Think of it this way: many Christians condemn the world with an ugly self-righteous. Bleh. My deepest apologies. The Haacks, in stark contrast, have given their lives to finding the glory of God in our world and in each of us and, with delight, sharing what they have discovered. They see beauty everywhere and invite us to have the eyes to see it as well.
Margie writes a journal called “Notes from Toad Hall” where she explores “what’s funny, what’s holy, what’s suffering in ordinary everyday life.” Whenever I receive it, it’s a cover to cover read for me. Think of it as a reminder that more is happening in God’s world than we can possibly imagine. There is always a bigger story being told.
Kurt Vonnegut said, “The purpose of literature is to make the reader feel less alone.” When I read Margie’s writing, I also feel doused in hope. “There,” it’s as if she’s saying to me, “that should hold you for a little while, Ed.” It does, but I still eagerly wait for the next issue to arrive.
Most recently, Margie has published a memoir of her childhood days growing up on the Canadian border.
From the Amazon.com description:
A three-room house in northern Minnesota with no running water can seem crowded with a mother, stepfather, five siblings, and a dog. It was swampland barely claimed from wilderness, where temperatures of 40 below could freeze a chicken house full of hens. It was the place Margie accidentally killed her favorite dog, was chased by a timber wolf, learned to love work and humor and hate sheep. Her roots were tangled with the death of a father who was killed before her birth, leaving her mother a widow at seventeen.
This was also where her spiritual awakening began. She yearned for home, for a father who loved her. Margie determined to win her step-father’s love and approval, but failed. Her stories of her childhood show how suffering ripened the landscape of her life. From her earliest memories at the age of four through dark nightmares, she became aware that God received her as a beloved daughter. She had been, all along, in The Exact Place she needed to be.

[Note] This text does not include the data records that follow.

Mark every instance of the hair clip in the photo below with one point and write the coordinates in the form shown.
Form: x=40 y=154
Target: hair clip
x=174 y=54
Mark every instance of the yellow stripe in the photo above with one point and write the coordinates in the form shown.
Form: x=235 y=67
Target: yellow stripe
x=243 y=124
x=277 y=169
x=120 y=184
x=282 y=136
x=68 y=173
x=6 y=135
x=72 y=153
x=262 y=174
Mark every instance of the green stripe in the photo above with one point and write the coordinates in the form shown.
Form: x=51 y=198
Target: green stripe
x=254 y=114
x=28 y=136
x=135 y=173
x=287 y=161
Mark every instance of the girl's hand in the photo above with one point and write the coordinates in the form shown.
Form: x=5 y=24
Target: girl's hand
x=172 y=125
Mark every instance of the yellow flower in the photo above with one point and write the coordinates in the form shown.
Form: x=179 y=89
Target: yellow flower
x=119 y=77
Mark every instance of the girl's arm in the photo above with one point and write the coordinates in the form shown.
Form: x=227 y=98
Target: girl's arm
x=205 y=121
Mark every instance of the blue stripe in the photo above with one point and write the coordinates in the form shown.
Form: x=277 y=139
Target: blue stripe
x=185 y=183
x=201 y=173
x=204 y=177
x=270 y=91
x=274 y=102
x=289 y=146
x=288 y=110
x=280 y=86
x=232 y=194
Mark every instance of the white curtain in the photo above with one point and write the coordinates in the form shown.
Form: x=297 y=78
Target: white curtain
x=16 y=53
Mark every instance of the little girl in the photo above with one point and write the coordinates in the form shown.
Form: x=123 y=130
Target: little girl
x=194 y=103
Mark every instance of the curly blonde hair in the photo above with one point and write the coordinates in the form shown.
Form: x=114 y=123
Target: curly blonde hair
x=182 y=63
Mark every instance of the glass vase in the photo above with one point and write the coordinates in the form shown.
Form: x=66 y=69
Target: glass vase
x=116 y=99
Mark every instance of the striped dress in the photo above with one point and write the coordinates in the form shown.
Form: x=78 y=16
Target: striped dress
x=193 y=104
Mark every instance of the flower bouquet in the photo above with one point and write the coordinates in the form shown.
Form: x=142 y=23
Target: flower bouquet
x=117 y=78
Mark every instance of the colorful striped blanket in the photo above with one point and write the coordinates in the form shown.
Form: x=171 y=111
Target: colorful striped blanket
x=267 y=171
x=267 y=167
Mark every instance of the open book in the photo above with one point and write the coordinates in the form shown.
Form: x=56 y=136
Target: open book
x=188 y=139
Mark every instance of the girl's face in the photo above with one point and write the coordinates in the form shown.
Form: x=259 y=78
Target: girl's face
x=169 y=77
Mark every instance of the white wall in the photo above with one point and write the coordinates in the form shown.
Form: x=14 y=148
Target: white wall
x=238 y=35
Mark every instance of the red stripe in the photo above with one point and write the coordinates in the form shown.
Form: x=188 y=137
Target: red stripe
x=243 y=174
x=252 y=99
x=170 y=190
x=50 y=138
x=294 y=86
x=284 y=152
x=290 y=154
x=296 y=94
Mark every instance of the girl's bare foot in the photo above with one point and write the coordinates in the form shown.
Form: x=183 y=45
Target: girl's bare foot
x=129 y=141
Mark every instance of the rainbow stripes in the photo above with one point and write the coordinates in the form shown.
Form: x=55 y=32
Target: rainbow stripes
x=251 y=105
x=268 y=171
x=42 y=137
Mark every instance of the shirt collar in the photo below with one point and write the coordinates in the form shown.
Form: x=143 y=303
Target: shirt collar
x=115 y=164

It’s an often painful, but beautifully written book that will make you smile, laugh and cry. I promise. You can purchase it from Ransom’s website, from Amazon.com, Hearts and Minds Books or from Kalos Press. Oh, and don’t miss the chapter about the horse in the house!
So why I am telling you all this about the Haacks and Ransom Fellowship? Here’s the deal:
When I die (or if at the rate I am going!), in lieu of flowers, I would like you to make a generous tax-deductible memorial donation to Ransom Fellowship.
Seriously. No flowers at my funeral. Instead, it would bring me great pleasure to know these dear people have all the money they need to continuing doing the good work they do. So be incredibly generous. Mortgage your house. Sell your car. Leave them something in your will. Do it for me. I promise to mention to Jesus how kind you were.
Heck, do it for the world. Every day the Haacks are helping to push back a corner of the darkness that so often envelopes us. I’m pretty cynical and jaded, so it’s no little thing that I vouch for them and give them my highest endorsement. They are the real deal.
So none of this craziness. Promise? And don’t rent the limos, either.
If you want to avoid the rush, you can give a gift in my name now by clicking here (with assurances that the date of my death will not be affected!). With your donation you will be automatically added to their mailing list for Notes from Toad Hall and CRITIQUE. These publications are also available at no cost to you by dropping them an email at:
Okay. Glad to have that settled and said. It has been on my heart. These people really matter to me.
P.S. Some health news – I still have cancer all over me, but I am holding my own! Apparently, we have it under fire and pinned down. All the tests and scans were unchanged (except for a slightly rising PSA). Just amazed and so glad to be here – still!